An article in the October 27 edition of The Economist contained detailed information about both last year’s and this year’s recruiting process. The magazine claimed that Dean Kim Clark banned two companies from recruiting on campus for two years as a result of the offer retractions. The Harbus contacted MBA Program Chair Carl Kester to get the facts. He provided us with the following statement, which we print in its entirety:
For the Class of 2001, 12 students reported 11 companies that rescinded offers. MBA Career Services interceded on behalf of the students and succeeded in getting all but one of the offers restored, replaced (i.e., a different but satisfactorily equivalent offer at the same company), or a cash settlement satisfactory to the affected student. The one company with which we did not have any success was banned from recruiting on campus for 2 years. Note that the recent Economist article had the facts slightly wrong on this point too: it was only one company that was banned, not two as they reported.

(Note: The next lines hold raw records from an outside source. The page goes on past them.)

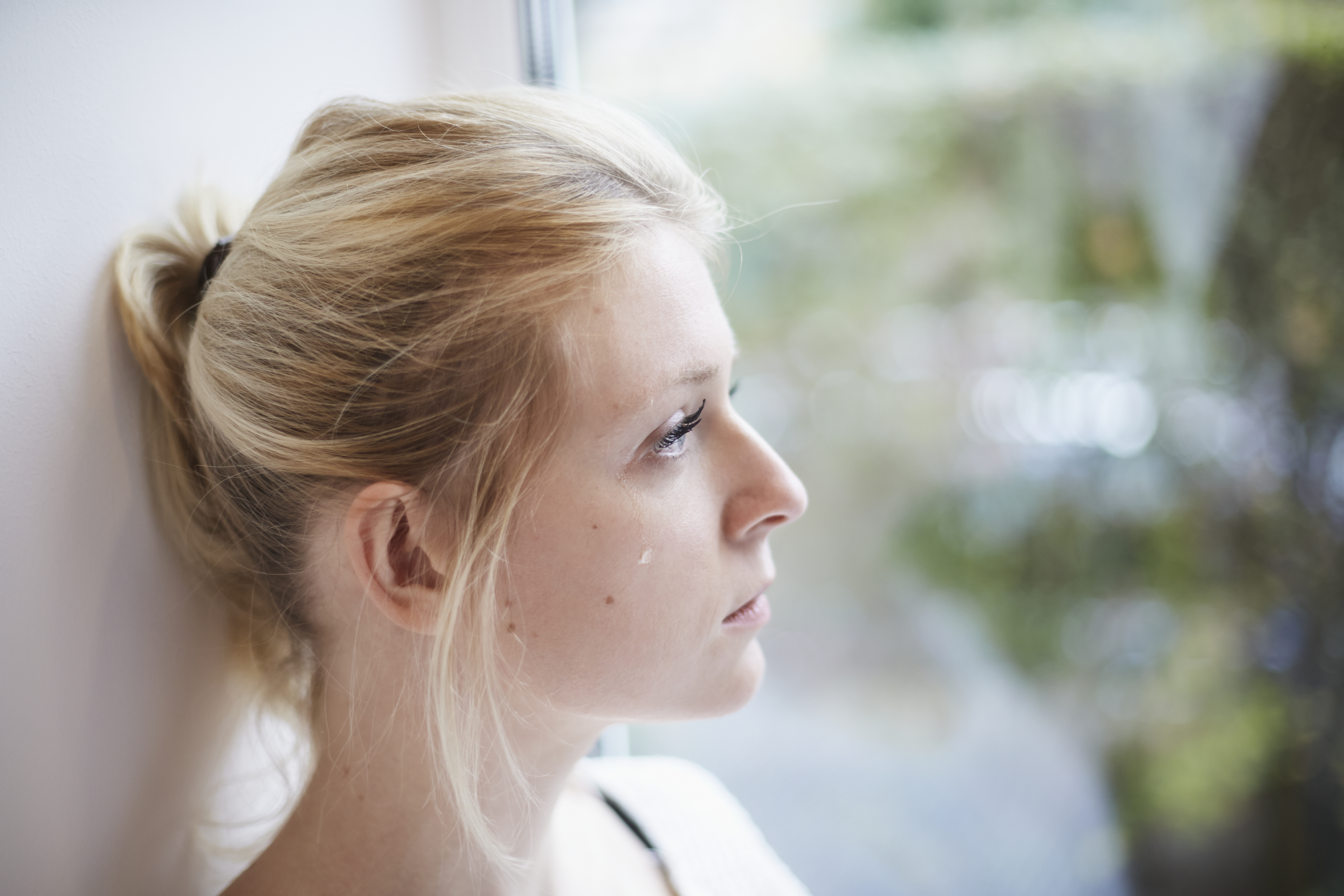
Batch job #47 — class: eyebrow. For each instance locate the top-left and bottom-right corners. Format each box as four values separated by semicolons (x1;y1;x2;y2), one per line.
668;364;719;388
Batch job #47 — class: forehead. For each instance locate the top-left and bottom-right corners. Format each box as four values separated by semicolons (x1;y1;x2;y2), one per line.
570;227;734;406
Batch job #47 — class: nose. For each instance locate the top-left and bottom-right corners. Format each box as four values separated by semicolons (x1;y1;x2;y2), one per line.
723;414;808;541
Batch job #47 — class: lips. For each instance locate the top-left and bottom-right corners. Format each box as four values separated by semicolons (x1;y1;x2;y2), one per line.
723;594;770;629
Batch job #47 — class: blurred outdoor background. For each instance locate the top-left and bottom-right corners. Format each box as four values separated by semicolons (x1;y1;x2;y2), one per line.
577;0;1344;896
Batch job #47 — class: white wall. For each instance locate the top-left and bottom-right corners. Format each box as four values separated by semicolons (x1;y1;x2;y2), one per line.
0;0;519;896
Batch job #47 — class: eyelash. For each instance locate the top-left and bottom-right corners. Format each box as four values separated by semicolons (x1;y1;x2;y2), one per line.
653;399;704;457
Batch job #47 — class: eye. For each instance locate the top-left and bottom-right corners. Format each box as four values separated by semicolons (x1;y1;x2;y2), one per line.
653;399;704;457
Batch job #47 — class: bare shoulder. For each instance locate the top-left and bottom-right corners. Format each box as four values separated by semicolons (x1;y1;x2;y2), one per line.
581;756;808;896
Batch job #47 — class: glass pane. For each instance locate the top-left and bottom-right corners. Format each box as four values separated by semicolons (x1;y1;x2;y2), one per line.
577;0;1344;896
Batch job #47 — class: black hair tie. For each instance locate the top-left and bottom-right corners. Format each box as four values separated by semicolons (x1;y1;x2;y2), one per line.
196;236;234;305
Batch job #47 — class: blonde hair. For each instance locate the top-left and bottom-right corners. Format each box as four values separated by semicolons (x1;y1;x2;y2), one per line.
114;91;723;861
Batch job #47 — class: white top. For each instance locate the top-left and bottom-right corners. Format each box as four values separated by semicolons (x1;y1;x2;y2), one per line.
575;756;808;896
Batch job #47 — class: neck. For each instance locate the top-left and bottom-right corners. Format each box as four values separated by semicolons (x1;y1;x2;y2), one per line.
228;672;602;896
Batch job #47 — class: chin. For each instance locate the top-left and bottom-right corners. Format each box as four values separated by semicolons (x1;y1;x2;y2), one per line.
688;638;765;719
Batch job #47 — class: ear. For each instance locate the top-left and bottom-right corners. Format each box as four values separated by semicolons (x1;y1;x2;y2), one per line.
344;482;444;634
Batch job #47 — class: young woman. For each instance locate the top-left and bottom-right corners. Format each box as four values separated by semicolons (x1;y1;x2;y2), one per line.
116;91;805;896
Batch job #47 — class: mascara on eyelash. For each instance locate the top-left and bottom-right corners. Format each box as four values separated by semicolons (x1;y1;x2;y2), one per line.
653;399;706;451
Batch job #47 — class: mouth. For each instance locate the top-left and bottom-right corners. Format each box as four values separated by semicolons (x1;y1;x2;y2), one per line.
723;592;770;629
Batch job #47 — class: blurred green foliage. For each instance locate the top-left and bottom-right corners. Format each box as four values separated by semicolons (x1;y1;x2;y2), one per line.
602;0;1344;896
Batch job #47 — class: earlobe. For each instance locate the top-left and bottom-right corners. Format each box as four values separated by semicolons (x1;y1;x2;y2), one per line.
344;482;444;633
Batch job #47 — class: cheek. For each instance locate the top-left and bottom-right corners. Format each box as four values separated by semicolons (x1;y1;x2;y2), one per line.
505;490;724;704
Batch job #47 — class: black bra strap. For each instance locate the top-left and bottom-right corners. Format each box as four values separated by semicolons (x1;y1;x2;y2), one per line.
598;790;658;856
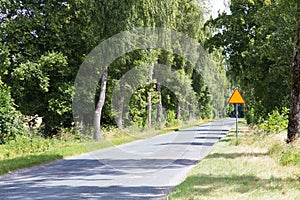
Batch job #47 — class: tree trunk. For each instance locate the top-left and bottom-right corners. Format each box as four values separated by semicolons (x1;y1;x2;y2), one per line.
93;68;108;141
147;65;153;128
117;81;124;129
175;103;181;120
287;2;300;143
156;83;162;123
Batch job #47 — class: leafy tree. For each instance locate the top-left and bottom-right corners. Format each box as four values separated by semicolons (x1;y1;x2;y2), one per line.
206;0;293;123
0;80;28;144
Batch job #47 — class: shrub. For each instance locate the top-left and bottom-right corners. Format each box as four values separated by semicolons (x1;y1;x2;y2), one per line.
167;110;180;127
0;80;28;144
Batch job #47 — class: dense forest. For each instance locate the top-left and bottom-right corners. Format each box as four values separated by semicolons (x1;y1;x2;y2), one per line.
0;0;300;143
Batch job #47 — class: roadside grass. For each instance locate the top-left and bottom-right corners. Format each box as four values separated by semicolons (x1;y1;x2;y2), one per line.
167;121;300;200
0;120;208;175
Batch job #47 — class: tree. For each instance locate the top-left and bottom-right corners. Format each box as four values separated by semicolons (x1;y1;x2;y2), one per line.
287;1;300;143
206;0;293;123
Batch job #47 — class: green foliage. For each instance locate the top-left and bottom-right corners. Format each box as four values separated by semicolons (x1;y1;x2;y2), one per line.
258;108;289;133
0;80;28;144
206;0;296;123
167;110;180;127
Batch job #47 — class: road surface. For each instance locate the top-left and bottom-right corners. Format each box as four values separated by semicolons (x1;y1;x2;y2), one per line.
0;119;235;200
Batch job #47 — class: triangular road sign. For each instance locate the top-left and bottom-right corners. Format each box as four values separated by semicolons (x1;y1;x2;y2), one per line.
228;88;245;104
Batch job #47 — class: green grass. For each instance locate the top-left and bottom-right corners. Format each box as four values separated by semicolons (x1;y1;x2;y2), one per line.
168;121;300;200
0;121;207;175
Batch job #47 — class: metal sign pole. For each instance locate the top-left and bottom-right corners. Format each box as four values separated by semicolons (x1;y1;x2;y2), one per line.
235;104;239;143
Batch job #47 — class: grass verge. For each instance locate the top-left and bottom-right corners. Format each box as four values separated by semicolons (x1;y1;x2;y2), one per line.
0;120;208;175
168;121;300;200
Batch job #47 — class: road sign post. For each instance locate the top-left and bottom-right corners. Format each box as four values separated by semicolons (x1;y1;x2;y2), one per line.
228;88;245;143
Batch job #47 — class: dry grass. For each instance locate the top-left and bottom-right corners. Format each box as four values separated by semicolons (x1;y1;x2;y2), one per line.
168;119;300;200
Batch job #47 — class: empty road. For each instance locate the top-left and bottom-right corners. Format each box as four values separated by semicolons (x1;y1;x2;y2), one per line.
0;119;235;200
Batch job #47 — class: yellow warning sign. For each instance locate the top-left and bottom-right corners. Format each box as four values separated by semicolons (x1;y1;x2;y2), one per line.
228;88;245;104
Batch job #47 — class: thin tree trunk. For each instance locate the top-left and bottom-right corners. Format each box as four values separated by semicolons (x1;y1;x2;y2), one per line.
156;83;162;123
287;2;300;143
93;68;108;141
147;66;153;128
117;81;124;129
175;103;181;120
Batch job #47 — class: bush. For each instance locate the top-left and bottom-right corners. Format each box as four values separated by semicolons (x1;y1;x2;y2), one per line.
258;108;289;133
0;80;28;144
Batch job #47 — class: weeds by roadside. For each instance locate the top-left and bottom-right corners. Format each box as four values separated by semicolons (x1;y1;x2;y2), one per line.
0;121;207;174
168;121;300;200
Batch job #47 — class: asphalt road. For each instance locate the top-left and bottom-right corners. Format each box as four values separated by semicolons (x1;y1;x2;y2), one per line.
0;119;235;200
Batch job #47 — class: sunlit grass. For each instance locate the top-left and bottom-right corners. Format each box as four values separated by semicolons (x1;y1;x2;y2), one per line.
0;121;206;174
168;119;300;200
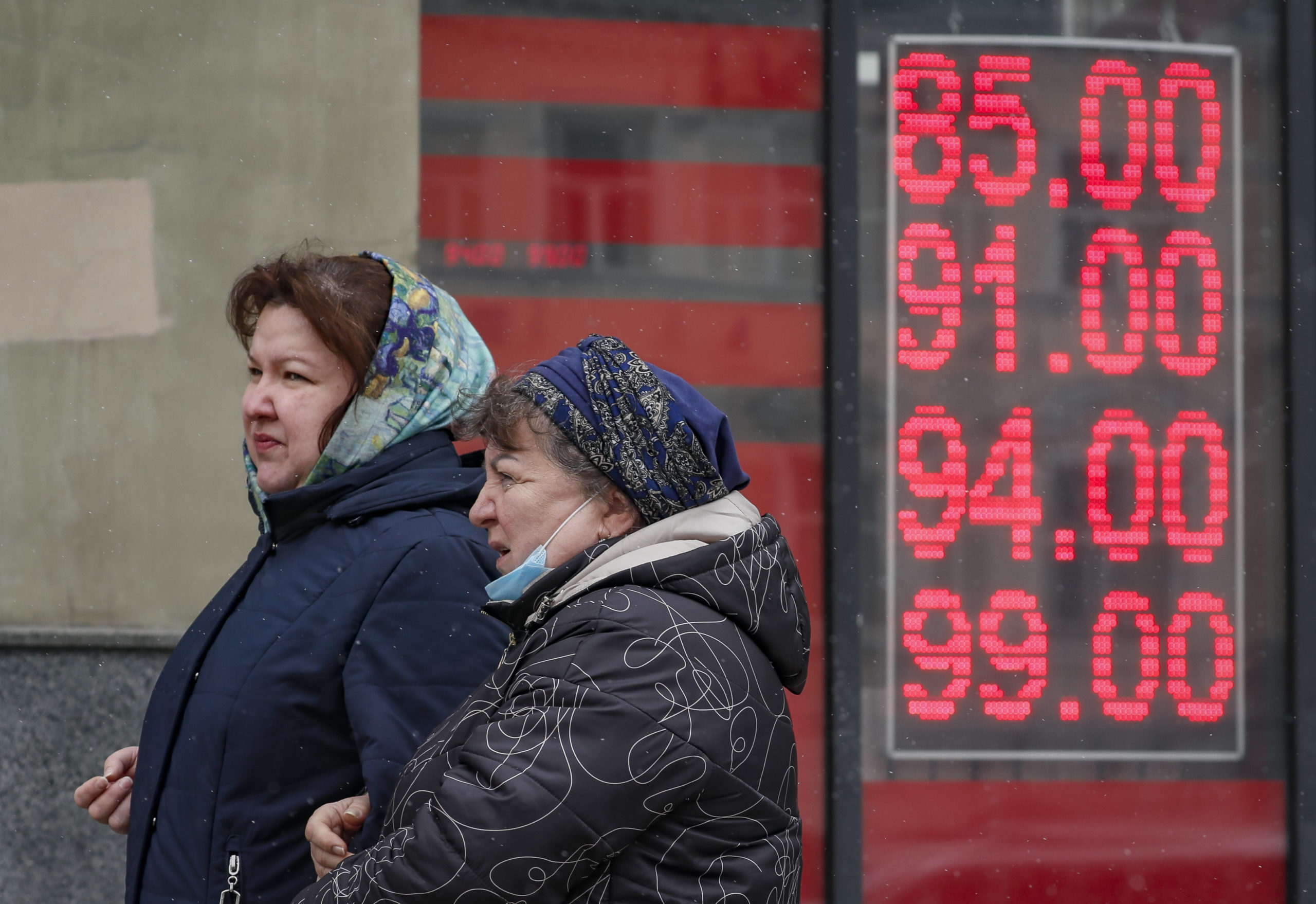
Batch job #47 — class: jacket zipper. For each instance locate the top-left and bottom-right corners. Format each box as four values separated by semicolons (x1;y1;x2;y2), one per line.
220;854;242;904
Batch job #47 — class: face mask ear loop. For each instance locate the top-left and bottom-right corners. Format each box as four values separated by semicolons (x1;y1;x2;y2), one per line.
543;490;602;551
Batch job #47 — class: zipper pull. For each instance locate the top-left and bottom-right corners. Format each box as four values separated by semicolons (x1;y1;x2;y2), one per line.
220;854;242;904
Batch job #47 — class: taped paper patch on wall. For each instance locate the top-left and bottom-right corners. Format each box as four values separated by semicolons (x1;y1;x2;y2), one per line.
0;179;164;343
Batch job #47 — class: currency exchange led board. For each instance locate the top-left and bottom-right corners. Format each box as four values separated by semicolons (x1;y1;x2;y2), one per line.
887;35;1244;760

As for delayed offers, students from the MBA Class of 2001 reported 6 companies that had imposed long delays on start dates that affected a couple dozen students. MBA Career Services received permission from affected students to intercede on their behalf with three of these companies. Subsequently, these three were placed on a two-year recruiting probation for violations of our recruiting policies with respect to these delays.
For all companies that have been banned or placed on probation, a link now exists on their Baker Library Company Info page that informs students of their violation and status. The link will last throughout their period of probation.
Students should know that we can only respond on their behalf if violations of our recruiting policies are brought to our attention by them. All discussions with students seeking counsel about how to deal with such violations are kept in confidence. We will contact violating companies and intercede on a student’s behalf only if we have permission from the student. Students experiencing difficulty with an offer are advised to bring their problems to the attention of Career Services as soon as possible. Often, a timely response is crucial to achieving a positive result.